Prior to release 8.9, only the A/R Delinquency Notice Print (R03B20) program can be called from Credit Analysis Refresh to print notices. From release 8.9 onwards, there is a further option to use Global Reminders (R03B21), which is also referred to as Tiered Delinquency Notice Print.

 

More details on how this process works, common issues and troubleshooting tips could be found in:

  • E1: 03B: How To Process, Purge and Troubleshoot Delinquency Notices (R03B525, R03B20, R03B21, P03B202, P03B201, R03B5010) (Doc ID 644234.1)
  • E1: 03B: FAQ - Frequently Asked Questions about Delinquency Notice Processing and Purging (R03B525, R03B20, R03B21) (Doc ID 945005.1)
  • E1: 03B: How To Set Up and Run Credit Analysis Refresh In EnterpriseOne (R03B525) (Doc ID 1495853.1)

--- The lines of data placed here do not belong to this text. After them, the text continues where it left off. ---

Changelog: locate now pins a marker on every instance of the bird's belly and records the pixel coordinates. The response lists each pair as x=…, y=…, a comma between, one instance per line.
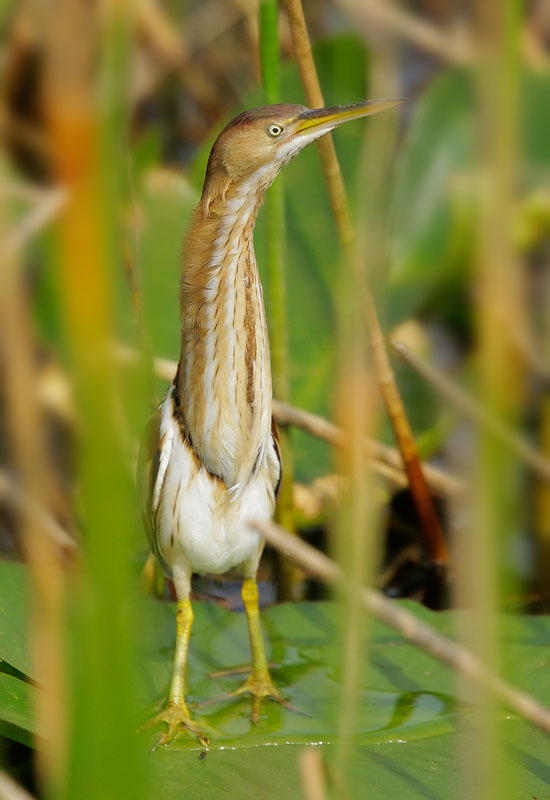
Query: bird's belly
x=202, y=526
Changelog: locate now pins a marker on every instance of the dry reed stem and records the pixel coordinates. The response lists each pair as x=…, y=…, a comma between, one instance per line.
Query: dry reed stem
x=436, y=548
x=441, y=483
x=449, y=46
x=27, y=444
x=475, y=411
x=13, y=495
x=419, y=633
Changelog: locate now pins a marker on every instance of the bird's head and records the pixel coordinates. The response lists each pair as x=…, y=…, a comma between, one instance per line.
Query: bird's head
x=254, y=146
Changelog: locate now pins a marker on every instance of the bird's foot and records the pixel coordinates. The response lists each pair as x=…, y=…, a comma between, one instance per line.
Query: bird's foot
x=178, y=719
x=261, y=686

Statements are sent to customers to inform them of their account activities. For example, a statement can be printed for a customer to show their current open balance or a summary of their account. Statements can be printed or displayed online for review. Once statements are processed they can be reprinted or reset if necessary.

 

Statements are generated by running the Statement Notification Refresh (R03B500X) which uses data from the Customer Ledger (F03B11), the A/R Check Detail (F03B14) and the Invoice Revisions (F03B112) tables to print statements. Once this information is gathered, R03B500X uses this information to write records to the A/R Notification History (F03B20) and the A/R Notification History Detail (F03B21) tables. This then calls the A/R Statement Print Driver (R03B5005), which submits any print job or version for statements and calls the Statement Print Program. There are various standard Statement Print programs available, which are set up in user defined code (UDC) 03B/ST, and designated for use in the Statement Notification Refresh (R03B500X) processing options:                             

  • Statement Print (R03B5001)         
  • Kagami Invoice Statement (R03B5001JP)   
  • Italian Statement Print (R03B5002
  • Statement Print Credit Card (R03B5003)
  • Statement Print with Draft (R03B506)  

 

More details on how this process works, common issues and troubleshooting tips could be found in:

 

  • How To Set Up and Generate Accounts Receivable Statements In JD Edwards EnterpriseOne Accounts Receivable (Doc ID 625781.1)
  • FAQ - Frequently Asked Questions about A/R Statements (Doc ID 625842.1)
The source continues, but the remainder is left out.